How might the bias in normal 4:4 segregation that is observed to the left of the DSB in recombinants generated with the vectors pCμpalShort/Short and pCμpalShort/Long be achieved? The bias is unlikely to be the result of insufficient homology that restricts hDNA formation to the left of the DSB, since there should be no bias in recombinants generated with the pCμpalShort/Short gene-targeting vector. Also, if homology restriction were a factor, a bias favoring normal 4:4 segregation to the right of the DSB would be expected in recombinants generated with the gene-targeting vector pCμpalLong/Short. Homology restriction is also expected to influence recombination efficiency. However, as indicated in Figure 5, A–D, each vector contains more than the ∼1-kb minimum homology required to promote recombination, and all target the chromosome with similar efficiency (Table 1).

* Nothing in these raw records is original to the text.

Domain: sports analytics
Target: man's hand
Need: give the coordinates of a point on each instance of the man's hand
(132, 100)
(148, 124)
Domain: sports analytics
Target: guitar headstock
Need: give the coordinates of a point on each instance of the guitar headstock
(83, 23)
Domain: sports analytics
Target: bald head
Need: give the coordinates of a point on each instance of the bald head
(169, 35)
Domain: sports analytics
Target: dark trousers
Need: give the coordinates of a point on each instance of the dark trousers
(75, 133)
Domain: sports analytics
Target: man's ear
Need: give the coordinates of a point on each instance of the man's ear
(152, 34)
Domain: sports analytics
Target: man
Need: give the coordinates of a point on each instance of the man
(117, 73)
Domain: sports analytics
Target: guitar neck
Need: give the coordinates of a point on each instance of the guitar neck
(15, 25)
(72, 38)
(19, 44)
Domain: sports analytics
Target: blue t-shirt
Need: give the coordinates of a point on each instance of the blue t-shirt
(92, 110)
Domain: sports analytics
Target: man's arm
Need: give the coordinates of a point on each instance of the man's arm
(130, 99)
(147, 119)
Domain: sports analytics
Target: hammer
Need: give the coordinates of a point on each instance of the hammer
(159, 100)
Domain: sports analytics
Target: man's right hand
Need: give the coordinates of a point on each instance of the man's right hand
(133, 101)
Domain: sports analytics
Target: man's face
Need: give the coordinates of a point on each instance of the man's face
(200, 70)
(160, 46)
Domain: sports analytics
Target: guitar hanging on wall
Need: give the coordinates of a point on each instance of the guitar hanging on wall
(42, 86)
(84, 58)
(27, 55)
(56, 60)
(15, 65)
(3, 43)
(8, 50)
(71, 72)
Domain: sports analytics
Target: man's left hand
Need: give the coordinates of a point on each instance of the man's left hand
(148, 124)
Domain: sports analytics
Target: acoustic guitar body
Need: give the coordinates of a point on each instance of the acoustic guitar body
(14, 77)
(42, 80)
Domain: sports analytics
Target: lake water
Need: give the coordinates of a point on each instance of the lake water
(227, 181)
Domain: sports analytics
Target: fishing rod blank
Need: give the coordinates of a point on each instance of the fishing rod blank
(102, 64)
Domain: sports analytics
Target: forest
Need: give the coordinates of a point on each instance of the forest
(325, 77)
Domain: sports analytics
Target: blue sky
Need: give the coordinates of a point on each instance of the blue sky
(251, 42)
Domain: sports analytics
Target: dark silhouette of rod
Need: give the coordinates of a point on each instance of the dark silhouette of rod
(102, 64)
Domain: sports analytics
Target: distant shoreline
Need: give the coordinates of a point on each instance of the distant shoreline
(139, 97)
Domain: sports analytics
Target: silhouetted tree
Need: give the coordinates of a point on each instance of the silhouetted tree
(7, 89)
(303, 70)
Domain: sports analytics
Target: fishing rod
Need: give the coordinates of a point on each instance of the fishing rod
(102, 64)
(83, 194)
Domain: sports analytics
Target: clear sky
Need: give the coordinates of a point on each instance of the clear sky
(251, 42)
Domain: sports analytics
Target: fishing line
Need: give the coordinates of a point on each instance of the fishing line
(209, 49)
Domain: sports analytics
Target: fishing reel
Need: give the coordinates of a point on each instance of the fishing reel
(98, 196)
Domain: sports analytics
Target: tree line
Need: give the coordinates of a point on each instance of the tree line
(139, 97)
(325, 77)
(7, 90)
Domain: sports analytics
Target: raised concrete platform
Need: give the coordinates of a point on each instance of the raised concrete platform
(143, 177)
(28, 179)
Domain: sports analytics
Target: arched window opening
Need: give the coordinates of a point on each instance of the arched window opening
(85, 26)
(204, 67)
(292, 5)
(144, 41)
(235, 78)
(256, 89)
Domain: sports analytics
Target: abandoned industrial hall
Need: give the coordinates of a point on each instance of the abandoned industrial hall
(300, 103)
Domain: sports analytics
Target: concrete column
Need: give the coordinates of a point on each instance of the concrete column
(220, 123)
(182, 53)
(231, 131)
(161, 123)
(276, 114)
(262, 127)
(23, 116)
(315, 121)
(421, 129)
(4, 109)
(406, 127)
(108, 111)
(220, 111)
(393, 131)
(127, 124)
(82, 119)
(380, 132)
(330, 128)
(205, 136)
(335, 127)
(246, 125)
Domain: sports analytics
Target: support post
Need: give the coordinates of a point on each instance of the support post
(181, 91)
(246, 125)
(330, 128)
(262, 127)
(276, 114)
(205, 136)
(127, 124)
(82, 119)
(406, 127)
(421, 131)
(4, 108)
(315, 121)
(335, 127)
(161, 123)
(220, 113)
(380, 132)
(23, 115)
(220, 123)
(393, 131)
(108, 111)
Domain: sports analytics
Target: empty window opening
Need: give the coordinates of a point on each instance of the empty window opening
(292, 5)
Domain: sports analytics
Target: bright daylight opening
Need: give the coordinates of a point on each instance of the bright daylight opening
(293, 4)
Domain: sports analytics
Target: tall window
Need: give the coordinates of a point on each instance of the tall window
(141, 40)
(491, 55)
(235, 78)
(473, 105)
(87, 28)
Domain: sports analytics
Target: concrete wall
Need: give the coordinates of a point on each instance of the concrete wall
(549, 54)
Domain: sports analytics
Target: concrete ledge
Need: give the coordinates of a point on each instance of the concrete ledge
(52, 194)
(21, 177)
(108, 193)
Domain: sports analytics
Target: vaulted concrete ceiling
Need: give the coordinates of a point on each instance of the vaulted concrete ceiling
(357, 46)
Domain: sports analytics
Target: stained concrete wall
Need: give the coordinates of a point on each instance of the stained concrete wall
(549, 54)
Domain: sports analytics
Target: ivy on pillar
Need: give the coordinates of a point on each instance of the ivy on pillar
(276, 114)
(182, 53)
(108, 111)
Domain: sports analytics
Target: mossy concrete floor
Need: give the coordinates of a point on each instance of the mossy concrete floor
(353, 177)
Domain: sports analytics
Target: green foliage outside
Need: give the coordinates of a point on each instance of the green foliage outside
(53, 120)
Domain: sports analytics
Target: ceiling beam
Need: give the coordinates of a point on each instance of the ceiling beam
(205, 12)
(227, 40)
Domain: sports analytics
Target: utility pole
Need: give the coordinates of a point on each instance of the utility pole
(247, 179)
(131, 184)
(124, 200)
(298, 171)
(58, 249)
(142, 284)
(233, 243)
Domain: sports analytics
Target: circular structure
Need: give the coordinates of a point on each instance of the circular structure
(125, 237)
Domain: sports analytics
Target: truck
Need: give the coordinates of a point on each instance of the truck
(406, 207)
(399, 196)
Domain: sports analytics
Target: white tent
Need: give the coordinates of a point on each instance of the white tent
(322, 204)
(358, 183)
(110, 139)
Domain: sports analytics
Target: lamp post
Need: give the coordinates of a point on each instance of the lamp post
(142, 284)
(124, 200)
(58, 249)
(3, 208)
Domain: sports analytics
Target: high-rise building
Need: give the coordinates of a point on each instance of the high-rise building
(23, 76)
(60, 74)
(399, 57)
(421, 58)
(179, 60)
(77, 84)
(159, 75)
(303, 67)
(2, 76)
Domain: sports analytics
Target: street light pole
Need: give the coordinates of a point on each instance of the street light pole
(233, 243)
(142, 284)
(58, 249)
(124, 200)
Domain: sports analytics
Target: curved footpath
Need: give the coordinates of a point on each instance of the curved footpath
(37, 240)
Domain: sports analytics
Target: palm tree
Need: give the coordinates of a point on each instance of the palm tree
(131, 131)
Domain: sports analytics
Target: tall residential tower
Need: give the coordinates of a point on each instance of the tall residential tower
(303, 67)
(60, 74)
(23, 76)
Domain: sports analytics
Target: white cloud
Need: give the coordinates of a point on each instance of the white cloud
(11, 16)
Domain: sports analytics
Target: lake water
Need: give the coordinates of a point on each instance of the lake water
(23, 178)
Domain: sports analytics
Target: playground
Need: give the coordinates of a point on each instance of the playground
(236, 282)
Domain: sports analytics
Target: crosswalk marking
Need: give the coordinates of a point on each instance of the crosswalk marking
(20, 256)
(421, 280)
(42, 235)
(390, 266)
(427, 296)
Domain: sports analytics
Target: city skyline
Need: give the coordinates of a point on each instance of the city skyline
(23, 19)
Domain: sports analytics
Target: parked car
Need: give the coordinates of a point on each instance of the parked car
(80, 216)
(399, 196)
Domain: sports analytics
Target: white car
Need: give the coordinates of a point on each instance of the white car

As another mechanism, it could be argued that limited hDNA formation (Figure 3) accounts for the left orientation bias, but only in the circumstance where homology is restricted to the left of the DSB. For example, a sequence that inhibits hDNA formation or that limits DSB resection may reside to the left of the DSB and become active when homology is reduced. While possible, the formal demands of this mechanism appear to make it less tenable. In addition, there is also concern that a mechanism inhibiting hDNA formation may lower recombination efficiency, which is not the case in this system. A third possibility, namely that a loop-specific repair system is involved, also seems unlikely since it would not be expected to generate the specific marker segregation patterns observed.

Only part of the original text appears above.